Mutants, KCP‐4 and PC‐5, resistant to an anticancer agent, cisplatin, were selected in multiple steps from human epidermoid KB carcinoma cells and human prostate PC‐3 carcinoma cells, respectively. KCP‐4 and PC‐5 were 63 and 10 fold more resistant to cisplatin than the parental cells, respectively. KCP‐4 cells exhibited increased resistance to cisplatin analogues and were also slightly cross‐resistant to melphalan, cyclophosphamide, mitomycin C and methotrexate. KCP‐4 cells were not cross‐resistant to doxorubicin, daunorubicin, vincristine or CdSO 4 . The accumulations of cisplatin in KCP‐4 cells and PC‐5 in medium containing 50 μ M cisplatin were approximately 20% of those in the parental cells. Revertant analysis suggested that a defect in cisplatin accumulation may be related to cisplatin resistance in PC‐5 cells.
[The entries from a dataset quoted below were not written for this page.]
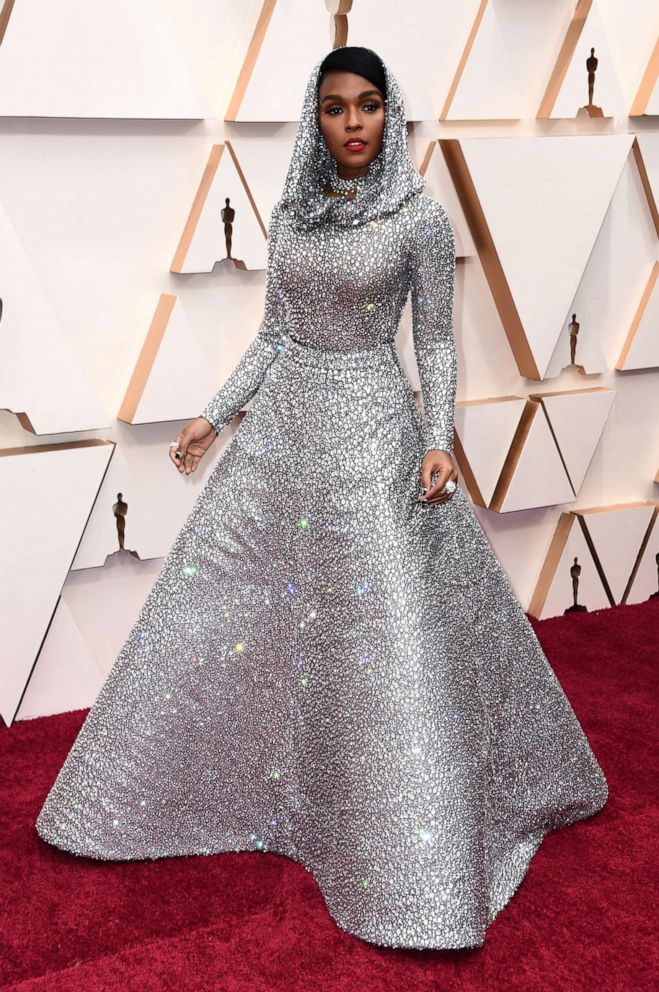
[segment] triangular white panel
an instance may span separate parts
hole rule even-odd
[[[659,40],[657,45],[659,46]],[[649,198],[654,200],[656,207],[659,207],[659,131],[637,132],[636,143],[641,153],[642,167],[650,184]]]
[[[109,426],[110,419],[2,207],[0,274],[0,408],[24,413],[35,434]],[[62,403],[63,388],[66,403]]]
[[[293,137],[231,141],[243,174],[250,178],[252,195],[266,227],[272,208],[284,188],[293,154]],[[264,161],[268,163],[267,169],[263,168]]]
[[[650,291],[650,297],[639,315],[638,326],[634,331],[618,369],[650,369],[659,367],[659,279],[656,273],[659,265],[655,265],[655,273]]]
[[[583,518],[595,553],[616,603],[622,596],[638,558],[643,537],[654,513],[654,506],[619,506]]]
[[[501,513],[574,501],[547,418],[538,410],[531,421]]]
[[[542,405],[577,496],[615,396],[615,389],[600,387],[542,394]]]
[[[427,150],[428,163],[424,172],[426,187],[424,193],[442,204],[448,215],[455,236],[455,254],[465,258],[476,254],[476,246],[464,215],[462,204],[455,191],[453,180],[441,149],[433,141]]]
[[[650,596],[659,599],[659,522],[656,516],[625,602],[644,603]]]
[[[5,450],[0,457],[0,713],[7,724],[14,719],[113,450],[110,442],[89,441]]]
[[[448,120],[517,120],[524,116],[519,37],[514,30],[518,17],[517,5],[489,0],[451,100]],[[534,52],[537,56],[535,46]]]
[[[632,141],[625,134],[460,141],[541,377]]]
[[[554,354],[547,366],[544,379],[553,379],[566,368],[575,368],[582,375],[594,375],[597,372],[608,372],[609,363],[602,350],[599,339],[599,320],[592,313],[588,303],[582,299],[579,312],[574,315],[576,325],[574,365],[572,365],[570,326],[573,323],[573,313],[569,313],[563,324]]]
[[[132,424],[192,420],[216,390],[208,355],[192,328],[179,297],[163,294],[164,332],[145,373],[148,375],[132,415]],[[166,318],[168,315],[168,319]],[[155,318],[154,318],[155,320]],[[142,356],[141,356],[142,357]],[[140,370],[136,370],[139,379]]]
[[[19,0],[2,42],[0,116],[211,117],[169,6]]]
[[[433,120],[478,7],[479,0],[444,5],[415,0],[411,17],[400,4],[383,8],[380,0],[359,0],[348,12],[348,44],[373,49],[391,66],[409,120]],[[311,69],[332,44],[331,14],[323,0],[264,3],[225,119],[298,121]]]
[[[227,203],[228,201],[228,203]],[[231,228],[224,211],[234,211]],[[267,229],[267,217],[262,218]],[[230,238],[230,244],[229,244]],[[211,149],[173,272],[212,272],[216,262],[230,257],[241,268],[267,268],[267,241],[233,157],[226,145]]]
[[[519,396],[456,404],[455,429],[486,506],[525,405],[526,400]]]
[[[610,606],[611,603],[602,585],[579,521],[574,517],[544,605],[537,615],[539,620],[562,616],[566,610],[574,606],[575,591],[571,570],[579,568],[581,572],[576,576],[577,604],[585,606],[590,613],[593,610],[603,610]]]
[[[576,117],[580,108],[588,103],[588,69],[586,63],[591,56],[591,48],[595,49],[594,55],[597,59],[593,105],[601,107],[604,117],[625,117],[627,115],[627,103],[616,74],[615,60],[609,47],[607,32],[602,23],[598,4],[593,2],[581,29],[579,40],[571,54],[570,64],[563,76],[560,90],[553,102],[550,117]],[[582,113],[585,114],[586,112],[583,111]]]
[[[16,719],[86,709],[103,682],[67,603],[60,598]]]

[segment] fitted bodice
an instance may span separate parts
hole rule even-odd
[[[268,229],[261,326],[201,416],[218,432],[228,424],[256,393],[287,339],[328,351],[393,343],[411,292],[425,449],[452,453],[454,279],[450,221],[444,207],[423,193],[377,220],[354,226],[325,220],[309,229],[297,227],[280,201]]]
[[[393,341],[410,289],[409,207],[353,229],[282,224],[273,265],[290,336],[330,350]]]

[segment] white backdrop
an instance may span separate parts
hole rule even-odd
[[[331,18],[324,0],[272,4],[197,0],[193,7],[183,0],[135,0],[123,12],[113,5],[112,16],[100,0],[84,4],[65,0],[49,6],[49,16],[57,16],[60,28],[70,21],[77,30],[61,30],[54,38],[48,33],[42,5],[24,0],[15,5],[0,44],[0,211],[103,416],[98,429],[58,427],[56,433],[37,436],[17,416],[24,413],[29,419],[30,409],[10,406],[0,395],[0,408],[5,408],[0,409],[0,449],[7,455],[22,446],[57,447],[89,438],[115,442],[116,448],[107,468],[107,485],[93,510],[90,507],[88,517],[74,516],[67,524],[70,562],[63,584],[61,555],[67,552],[51,548],[47,526],[34,531],[36,546],[29,544],[30,528],[23,527],[24,543],[15,552],[16,560],[3,563],[5,607],[14,603],[7,595],[9,587],[23,583],[21,623],[41,625],[38,637],[32,630],[28,644],[18,628],[12,633],[15,625],[3,614],[3,630],[9,634],[2,647],[0,706],[6,722],[91,705],[157,575],[159,556],[173,541],[214,459],[231,439],[233,425],[214,446],[208,464],[193,477],[181,478],[169,463],[168,443],[185,420],[127,424],[117,416],[162,293],[177,295],[195,335],[195,349],[199,346],[209,356],[211,380],[218,386],[256,332],[263,270],[241,271],[222,262],[210,273],[179,275],[170,271],[172,258],[210,150],[225,139],[240,156],[267,223],[288,164],[304,81],[331,48]],[[492,38],[488,21],[481,25],[478,44],[469,47],[478,7],[476,0],[464,5],[354,0],[348,15],[348,43],[378,50],[401,83],[410,117],[414,118],[415,109],[424,115],[410,127],[417,165],[423,162],[429,141],[438,137],[542,141],[559,135],[600,135],[606,141],[638,134],[647,140],[646,158],[657,196],[657,116],[628,117],[618,113],[616,103],[615,116],[575,117],[576,108],[586,100],[585,75],[568,71],[556,108],[562,114],[566,106],[572,107],[572,116],[556,112],[549,119],[536,117],[560,59],[574,4],[490,3],[486,17],[500,15],[499,41],[503,39],[504,50],[512,53],[513,64],[510,59],[492,58],[498,50],[497,38]],[[641,0],[631,5],[610,0],[593,5],[613,60],[608,68],[602,60],[601,77],[605,70],[615,76],[616,93],[627,108],[654,45],[653,7]],[[267,25],[264,10],[269,14]],[[243,88],[239,103],[246,119],[238,113],[236,121],[224,121],[245,59],[254,52],[250,42],[259,18],[264,62]],[[127,25],[130,45],[124,43]],[[538,48],[538,38],[544,39],[544,47]],[[97,57],[104,42],[112,56],[105,62]],[[530,52],[535,52],[534,58]],[[275,76],[261,71],[266,58],[271,67],[278,65]],[[602,83],[604,91],[612,92]],[[259,99],[260,121],[254,120]],[[656,100],[655,92],[649,104],[655,113]],[[597,89],[594,102],[598,103]],[[282,122],[273,122],[273,107],[282,108]],[[495,110],[497,119],[491,117]],[[436,119],[440,114],[441,122]],[[554,378],[538,382],[519,374],[439,148],[427,174],[428,192],[449,209],[461,256],[454,312],[458,401],[596,385],[617,390],[576,500],[509,514],[476,507],[520,601],[528,608],[562,512],[656,500],[659,495],[654,481],[659,468],[659,369],[624,373],[614,369],[657,259],[651,198],[630,155],[619,179],[604,190],[609,205],[579,280],[575,299],[597,304],[594,324],[606,367],[585,381],[574,369],[557,368]],[[601,170],[594,171],[592,183],[608,182],[602,175]],[[533,175],[528,181],[533,182]],[[569,195],[569,188],[565,192]],[[529,265],[525,251],[520,244],[520,265]],[[12,285],[4,280],[0,297],[8,308]],[[655,331],[659,335],[659,328]],[[401,350],[415,383],[405,333]],[[0,342],[5,349],[6,340]],[[67,375],[72,373],[57,376],[60,412],[67,410]],[[35,350],[30,380],[19,385],[28,397],[37,386],[55,395],[52,378],[52,366]],[[8,395],[7,386],[6,390]],[[204,392],[203,401],[208,398]],[[201,405],[190,409],[190,417]],[[12,518],[21,508],[25,513],[36,511],[28,510],[31,504],[23,496],[19,499],[17,490],[12,495],[12,459],[0,458],[3,461],[0,510],[3,526],[15,527]],[[102,479],[101,472],[97,489]],[[119,554],[106,559],[106,553],[117,548],[112,504],[117,487],[127,484],[126,547],[139,557]],[[70,474],[68,487],[75,486],[76,475]],[[56,498],[54,490],[40,492],[44,519],[47,522],[48,513],[52,515],[53,529],[63,519],[60,510],[66,493],[66,487],[57,491]],[[74,563],[76,550],[79,557]],[[27,563],[23,571],[21,562]],[[39,604],[30,601],[30,569],[37,567],[35,563],[47,570],[52,565]]]

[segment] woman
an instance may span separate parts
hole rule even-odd
[[[284,854],[343,929],[457,948],[607,784],[455,485],[454,239],[405,121],[370,49],[314,68],[261,328],[179,470],[252,408],[36,826],[93,858]],[[394,349],[410,291],[423,419]]]

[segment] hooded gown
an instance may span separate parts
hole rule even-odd
[[[453,454],[453,231],[386,65],[382,149],[339,178],[319,67],[261,326],[202,416],[252,405],[36,829],[106,860],[274,852],[364,940],[480,946],[607,783],[462,487],[417,498],[424,453]],[[408,295],[423,415],[394,345]]]

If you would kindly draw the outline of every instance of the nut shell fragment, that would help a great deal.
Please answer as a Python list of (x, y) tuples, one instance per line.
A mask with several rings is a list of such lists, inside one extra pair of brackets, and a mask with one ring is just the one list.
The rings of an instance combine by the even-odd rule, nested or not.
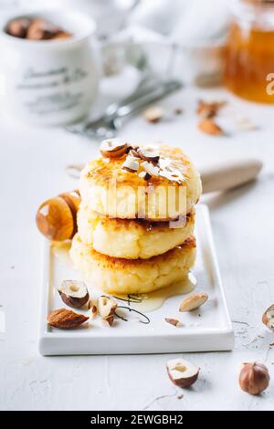
[(240, 388), (249, 394), (259, 394), (269, 384), (269, 373), (268, 368), (262, 363), (243, 363), (239, 374)]
[(78, 328), (88, 319), (89, 318), (83, 314), (78, 314), (66, 309), (56, 309), (47, 316), (48, 325), (61, 330)]
[(206, 292), (199, 292), (187, 297), (181, 303), (179, 311), (192, 311), (201, 307), (208, 299)]
[(172, 359), (166, 362), (166, 370), (170, 380), (179, 387), (190, 387), (199, 375), (199, 368), (184, 359)]
[(100, 297), (98, 298), (98, 311), (102, 318), (114, 314), (117, 309), (117, 302), (109, 297)]
[(181, 325), (180, 320), (178, 320), (177, 319), (165, 318), (164, 320), (166, 321), (166, 323), (169, 323), (170, 325), (174, 325), (174, 326)]
[(64, 280), (58, 290), (63, 302), (73, 309), (83, 307), (90, 299), (88, 288), (82, 281)]

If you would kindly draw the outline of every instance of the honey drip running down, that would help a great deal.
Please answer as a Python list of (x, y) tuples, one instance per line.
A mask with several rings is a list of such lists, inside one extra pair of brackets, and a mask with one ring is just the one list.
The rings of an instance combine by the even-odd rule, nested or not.
[[(61, 267), (72, 267), (72, 262), (69, 257), (70, 246), (70, 240), (52, 242), (51, 244), (53, 256)], [(196, 283), (195, 277), (189, 273), (184, 280), (149, 294), (115, 295), (114, 298), (117, 298), (120, 305), (125, 305), (142, 313), (147, 313), (160, 309), (168, 298), (191, 292), (195, 288)], [(92, 285), (88, 284), (88, 286), (90, 290), (97, 292), (96, 295), (104, 295), (104, 291), (96, 283)]]
[(168, 298), (191, 292), (195, 288), (196, 283), (195, 277), (189, 273), (184, 280), (168, 288), (163, 288), (149, 294), (116, 295), (116, 298), (121, 298), (124, 301), (124, 305), (129, 305), (132, 309), (142, 313), (148, 313), (160, 309)]
[(274, 103), (270, 73), (274, 77), (274, 28), (267, 29), (235, 23), (228, 37), (225, 83), (228, 89), (243, 99)]

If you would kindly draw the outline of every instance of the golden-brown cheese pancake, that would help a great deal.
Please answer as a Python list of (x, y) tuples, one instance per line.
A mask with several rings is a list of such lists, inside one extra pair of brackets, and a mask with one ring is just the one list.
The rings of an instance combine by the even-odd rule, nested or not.
[(182, 246), (149, 259), (124, 259), (96, 252), (77, 234), (70, 257), (85, 280), (106, 293), (149, 293), (185, 277), (195, 263), (195, 239), (192, 235)]
[(174, 225), (101, 217), (83, 204), (78, 212), (78, 232), (83, 243), (103, 255), (127, 259), (146, 259), (165, 253), (184, 243), (194, 227), (195, 212)]
[(102, 215), (120, 219), (166, 221), (192, 212), (202, 192), (196, 169), (181, 149), (162, 145), (159, 152), (162, 159), (180, 163), (185, 181), (171, 182), (161, 175), (146, 181), (139, 176), (142, 166), (138, 173), (122, 169), (126, 154), (100, 157), (88, 162), (81, 173), (83, 203)]

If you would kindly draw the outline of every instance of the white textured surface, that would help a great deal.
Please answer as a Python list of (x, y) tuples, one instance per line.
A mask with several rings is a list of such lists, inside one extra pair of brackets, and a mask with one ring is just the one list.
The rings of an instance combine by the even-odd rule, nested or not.
[[(219, 91), (207, 91), (222, 97)], [(161, 124), (131, 121), (124, 135), (134, 140), (165, 140), (182, 145), (198, 165), (255, 155), (265, 162), (259, 180), (222, 195), (206, 197), (211, 209), (227, 304), (234, 321), (232, 352), (189, 354), (201, 367), (198, 382), (183, 399), (168, 380), (165, 362), (174, 355), (43, 358), (37, 353), (41, 239), (35, 225), (37, 205), (77, 187), (68, 164), (91, 158), (97, 143), (62, 130), (29, 129), (0, 119), (1, 246), (0, 326), (1, 410), (270, 410), (274, 409), (274, 334), (260, 319), (274, 302), (273, 108), (232, 99), (239, 114), (261, 125), (258, 131), (211, 138), (195, 127), (194, 110), (202, 91), (182, 90), (163, 102), (184, 113)], [(2, 318), (0, 318), (0, 320)], [(2, 323), (2, 322), (1, 322)], [(242, 361), (268, 365), (272, 381), (260, 397), (237, 386)]]

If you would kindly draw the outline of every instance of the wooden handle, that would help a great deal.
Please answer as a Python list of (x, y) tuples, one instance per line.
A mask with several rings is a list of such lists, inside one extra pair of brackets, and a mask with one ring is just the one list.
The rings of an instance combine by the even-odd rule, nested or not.
[(262, 166), (258, 159), (245, 159), (200, 169), (203, 193), (226, 191), (248, 183), (257, 178)]

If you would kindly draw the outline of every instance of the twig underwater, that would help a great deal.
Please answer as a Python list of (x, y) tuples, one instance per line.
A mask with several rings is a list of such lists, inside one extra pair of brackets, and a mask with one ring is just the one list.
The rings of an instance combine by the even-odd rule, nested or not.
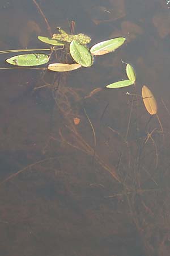
[[(48, 32), (52, 35), (48, 20), (41, 10), (40, 6), (36, 4), (36, 1), (33, 0), (33, 2), (44, 19)], [(70, 36), (75, 35), (74, 35), (75, 27), (74, 21), (71, 22), (70, 27), (70, 34), (66, 33), (69, 40), (70, 38), (70, 38)], [(63, 34), (65, 34), (63, 31), (60, 28), (59, 30), (61, 33), (58, 35), (63, 36)], [(64, 63), (63, 64), (72, 65), (75, 64), (75, 61), (73, 60), (71, 56), (70, 57), (70, 52), (69, 50), (70, 43), (67, 42), (64, 46), (61, 46), (63, 51), (60, 51), (61, 48), (58, 51), (58, 48), (56, 48), (55, 46), (45, 50), (51, 51), (50, 56), (53, 53), (56, 53), (57, 61), (58, 60), (60, 63)], [(78, 42), (74, 46), (78, 47), (79, 47), (79, 44), (80, 43)], [(83, 46), (85, 47), (84, 44)], [(103, 46), (103, 47), (105, 47), (105, 46)], [(40, 49), (39, 50), (40, 51)], [(10, 53), (17, 51), (24, 52), (37, 50), (4, 51), (0, 52), (0, 54), (1, 53)], [(96, 46), (93, 51), (96, 55), (105, 53), (106, 52), (108, 53), (108, 51), (104, 49), (100, 48), (99, 50)], [(94, 55), (92, 55), (94, 57)], [(89, 63), (88, 63), (88, 61)], [(86, 60), (84, 64), (90, 67), (91, 59), (90, 58), (88, 61), (86, 62)], [(16, 183), (16, 177), (18, 178), (20, 183), (23, 183), (22, 177), (20, 179), (19, 179), (20, 175), (22, 174), (26, 175), (27, 178), (26, 173), (29, 174), (29, 171), (31, 171), (29, 173), (30, 176), (33, 175), (32, 174), (35, 172), (37, 173), (40, 172), (40, 175), (41, 175), (41, 173), (38, 167), (40, 170), (41, 168), (43, 170), (43, 167), (45, 166), (44, 172), (48, 174), (49, 176), (51, 174), (49, 170), (52, 170), (53, 174), (55, 174), (54, 176), (56, 175), (56, 179), (58, 179), (58, 174), (56, 171), (57, 168), (55, 166), (55, 161), (58, 158), (56, 155), (60, 152), (64, 159), (62, 164), (60, 164), (60, 168), (62, 171), (60, 170), (61, 172), (62, 172), (62, 175), (66, 176), (67, 174), (66, 173), (67, 171), (70, 175), (69, 176), (68, 175), (69, 177), (74, 176), (76, 168), (78, 170), (79, 168), (80, 170), (77, 171), (78, 175), (76, 177), (77, 180), (79, 180), (81, 179), (81, 174), (84, 172), (85, 181), (82, 182), (82, 185), (84, 186), (82, 189), (82, 194), (86, 193), (88, 186), (90, 186), (89, 184), (94, 183), (94, 180), (92, 181), (91, 179), (96, 179), (96, 182), (101, 184), (100, 187), (102, 187), (104, 191), (101, 196), (100, 193), (99, 193), (99, 198), (100, 197), (100, 200), (101, 196), (103, 200), (102, 203), (103, 205), (101, 204), (101, 201), (98, 200), (98, 202), (99, 201), (100, 202), (97, 207), (99, 207), (100, 203), (100, 205), (105, 205), (109, 200), (109, 203), (111, 202), (111, 203), (108, 210), (114, 208), (113, 210), (117, 211), (118, 214), (120, 211), (122, 211), (121, 212), (125, 211), (125, 217), (130, 220), (130, 225), (134, 225), (134, 229), (138, 231), (139, 236), (143, 238), (142, 240), (144, 243), (144, 237), (146, 237), (144, 233), (147, 233), (147, 232), (149, 233), (147, 229), (150, 228), (148, 226), (151, 220), (152, 224), (154, 224), (155, 219), (156, 217), (158, 217), (156, 207), (159, 205), (159, 204), (160, 204), (160, 199), (158, 197), (162, 193), (165, 194), (165, 192), (169, 192), (169, 190), (168, 185), (165, 188), (163, 187), (163, 182), (160, 180), (162, 168), (164, 168), (165, 166), (163, 164), (165, 158), (163, 155), (163, 150), (169, 148), (169, 145), (168, 139), (167, 142), (165, 142), (167, 144), (164, 144), (163, 141), (163, 137), (168, 136), (168, 134), (163, 130), (163, 127), (164, 128), (165, 126), (164, 125), (163, 125), (160, 121), (162, 119), (162, 115), (160, 118), (158, 115), (158, 108), (157, 106), (156, 108), (155, 101), (153, 101), (153, 96), (152, 94), (143, 96), (142, 93), (141, 95), (139, 81), (136, 82), (136, 76), (132, 67), (130, 64), (126, 65), (126, 72), (129, 80), (113, 82), (108, 86), (107, 85), (106, 89), (104, 86), (103, 88), (93, 87), (95, 89), (92, 90), (91, 90), (91, 89), (87, 89), (87, 88), (83, 89), (78, 88), (78, 85), (76, 86), (75, 84), (73, 86), (70, 86), (70, 81), (68, 81), (69, 77), (67, 76), (67, 74), (71, 76), (71, 75), (70, 75), (71, 73), (67, 72), (68, 71), (66, 71), (65, 69), (61, 72), (58, 71), (54, 72), (44, 67), (19, 67), (16, 65), (14, 68), (2, 68), (3, 69), (8, 68), (18, 69), (18, 69), (36, 69), (43, 71), (42, 75), (40, 75), (41, 77), (39, 79), (37, 84), (35, 83), (33, 91), (36, 91), (36, 93), (39, 93), (40, 92), (40, 94), (41, 92), (42, 92), (44, 94), (46, 92), (50, 94), (50, 100), (53, 104), (52, 113), (50, 113), (50, 114), (52, 115), (53, 122), (50, 125), (50, 131), (46, 133), (45, 142), (44, 142), (42, 146), (42, 154), (39, 155), (40, 158), (38, 158), (38, 160), (35, 160), (23, 168), (19, 168), (18, 171), (15, 170), (15, 172), (12, 174), (8, 174), (8, 176), (3, 178), (0, 182), (1, 189), (8, 182), (11, 182), (10, 184), (12, 184), (14, 183)], [(58, 66), (57, 68), (59, 68)], [(63, 68), (67, 69), (68, 66), (65, 65)], [(71, 69), (69, 71), (71, 72), (73, 70), (71, 69), (73, 68), (73, 66), (69, 66), (69, 68)], [(87, 69), (85, 71), (86, 72)], [(75, 71), (75, 74), (76, 72), (79, 71)], [(131, 104), (128, 105), (126, 96), (124, 99), (122, 99), (120, 96), (119, 98), (120, 102), (118, 101), (120, 105), (116, 106), (115, 111), (114, 109), (116, 103), (114, 105), (114, 103), (113, 103), (112, 100), (109, 100), (109, 97), (106, 100), (106, 97), (109, 94), (111, 94), (112, 90), (114, 92), (114, 88), (118, 88), (119, 90), (120, 88), (130, 85), (133, 85), (133, 89), (131, 90), (131, 93), (128, 93), (127, 95), (131, 97)], [(144, 94), (148, 92), (146, 87), (145, 86)], [(109, 88), (112, 88), (112, 90), (108, 89)], [(104, 89), (106, 92), (104, 96), (103, 94)], [(88, 92), (88, 90), (90, 92)], [(108, 93), (109, 90), (109, 92)], [(100, 93), (96, 97), (97, 99), (95, 98), (94, 101), (94, 98), (96, 98), (95, 96), (99, 92)], [(102, 104), (101, 104), (100, 105), (102, 101)], [(142, 101), (144, 105), (141, 104)], [(123, 101), (124, 104), (121, 105)], [(92, 102), (94, 105), (90, 106)], [(88, 103), (89, 108), (87, 105)], [(165, 104), (164, 106), (169, 115), (167, 107)], [(94, 109), (93, 106), (96, 107), (96, 109), (95, 108)], [(94, 115), (91, 114), (92, 113), (91, 110), (94, 112)], [(159, 113), (159, 114), (160, 114)], [(104, 115), (109, 116), (107, 121), (105, 121), (107, 118), (104, 118)], [(78, 125), (76, 125), (74, 122), (75, 117), (79, 119), (80, 122)], [(157, 118), (159, 125), (155, 117)], [(149, 118), (148, 121), (148, 118)], [(119, 122), (118, 120), (120, 119), (121, 119), (121, 122)], [(101, 122), (102, 125), (101, 125)], [(164, 124), (164, 122), (163, 123)], [(90, 127), (88, 130), (90, 130), (90, 132), (89, 133), (87, 132), (87, 127)], [(40, 135), (40, 138), (41, 138)], [(165, 146), (167, 148), (164, 147)], [(73, 160), (73, 163), (74, 162), (73, 164), (72, 162), (70, 162), (70, 163), (69, 161), (69, 163), (66, 163), (67, 161), (65, 161), (65, 159), (70, 159)], [(83, 163), (82, 159), (84, 159), (85, 163)], [(62, 162), (61, 160), (61, 162)], [(65, 167), (65, 162), (66, 167)], [(76, 164), (78, 163), (79, 164)], [(50, 164), (52, 166), (51, 169)], [(84, 170), (87, 171), (87, 169), (89, 170), (88, 176), (86, 180), (86, 174)], [(162, 177), (163, 181), (167, 176), (168, 177), (168, 167), (167, 166), (166, 171), (163, 171), (163, 174)], [(91, 177), (92, 175), (93, 177)], [(53, 177), (51, 179), (52, 179)], [(57, 187), (55, 183), (56, 180), (54, 180), (54, 181), (55, 189), (56, 187)], [(63, 180), (62, 181), (64, 183), (65, 181), (65, 180)], [(76, 186), (75, 184), (74, 185)], [(75, 191), (76, 191), (75, 193), (76, 193), (76, 196), (83, 197), (83, 195), (81, 196), (79, 190), (75, 189)], [(93, 194), (91, 191), (90, 189), (87, 197), (92, 197)], [(63, 198), (64, 196), (61, 197)], [(95, 196), (97, 197), (98, 194)], [(115, 206), (114, 204), (114, 200), (118, 198), (122, 198), (124, 200), (122, 208), (119, 203), (118, 206)], [(92, 203), (93, 203), (94, 202)], [(95, 204), (92, 205), (94, 206)], [(85, 207), (83, 209), (84, 210)], [(90, 210), (91, 212), (92, 212), (92, 209)], [(159, 224), (158, 226), (160, 224)], [(159, 229), (159, 226), (158, 228), (158, 229)], [(150, 228), (150, 230), (153, 232), (153, 234), (154, 233), (154, 228)], [(167, 230), (167, 229), (165, 229), (166, 232)], [(151, 241), (152, 240), (151, 240)], [(143, 247), (144, 246), (145, 244), (143, 245)], [(152, 254), (148, 254), (148, 255)]]

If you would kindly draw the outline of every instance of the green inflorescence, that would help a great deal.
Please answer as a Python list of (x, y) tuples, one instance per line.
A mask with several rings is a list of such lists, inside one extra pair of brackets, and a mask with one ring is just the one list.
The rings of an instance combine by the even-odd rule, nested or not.
[(87, 44), (91, 41), (91, 38), (89, 36), (82, 33), (78, 35), (69, 35), (66, 33), (61, 34), (54, 34), (52, 39), (57, 39), (60, 41), (67, 42), (68, 43), (71, 43), (73, 40), (75, 40), (82, 44)]

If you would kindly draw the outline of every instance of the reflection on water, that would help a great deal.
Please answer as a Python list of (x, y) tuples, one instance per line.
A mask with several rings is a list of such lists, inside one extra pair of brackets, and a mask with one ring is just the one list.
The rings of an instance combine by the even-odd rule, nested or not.
[[(74, 19), (91, 45), (127, 40), (67, 74), (0, 71), (1, 255), (169, 255), (168, 6), (50, 2), (37, 1), (53, 32), (69, 31)], [(44, 47), (37, 36), (48, 31), (33, 2), (1, 1), (0, 13), (1, 49)], [(1, 55), (1, 67), (11, 56)], [(57, 51), (57, 61), (65, 57)], [(126, 79), (121, 60), (135, 68), (135, 89), (105, 89)], [(141, 95), (144, 84), (163, 133), (140, 96), (130, 95)]]

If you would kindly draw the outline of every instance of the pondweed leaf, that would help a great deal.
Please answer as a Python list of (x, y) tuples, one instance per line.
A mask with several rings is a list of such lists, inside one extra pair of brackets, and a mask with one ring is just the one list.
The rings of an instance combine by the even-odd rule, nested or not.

The uncoupling agent of oxidative phosphorylation, 2,4‐dinitrophenol, increased the accumulation of cisplatin in KCP‐4 and cisplatin‐resistant human prostate carcinoma PC‐5 cells to nearly the same level as in their parental KB‐3‐1 and human prostate carcinoma PC‐3 cells without 2,4‐dinitrophenol, but did not increase accumulation in KB‐3‐1 and PC‐3 cells. Addition of glucose in the medium inhibited the enhancement of cisplatin accumulation in KCP‐4 cells by 2,4‐dinitrophenol. Enhanced active efflux of cisplatin from KCP‐4 cells was observed. A cell‐cell hybridization test showed that the cisplatin resistance and the accumulation defect behaved as codominant traits. These data suggest that an active efflux system for cisplatin exists in cisplatin‐resistant KCP‐4 cells.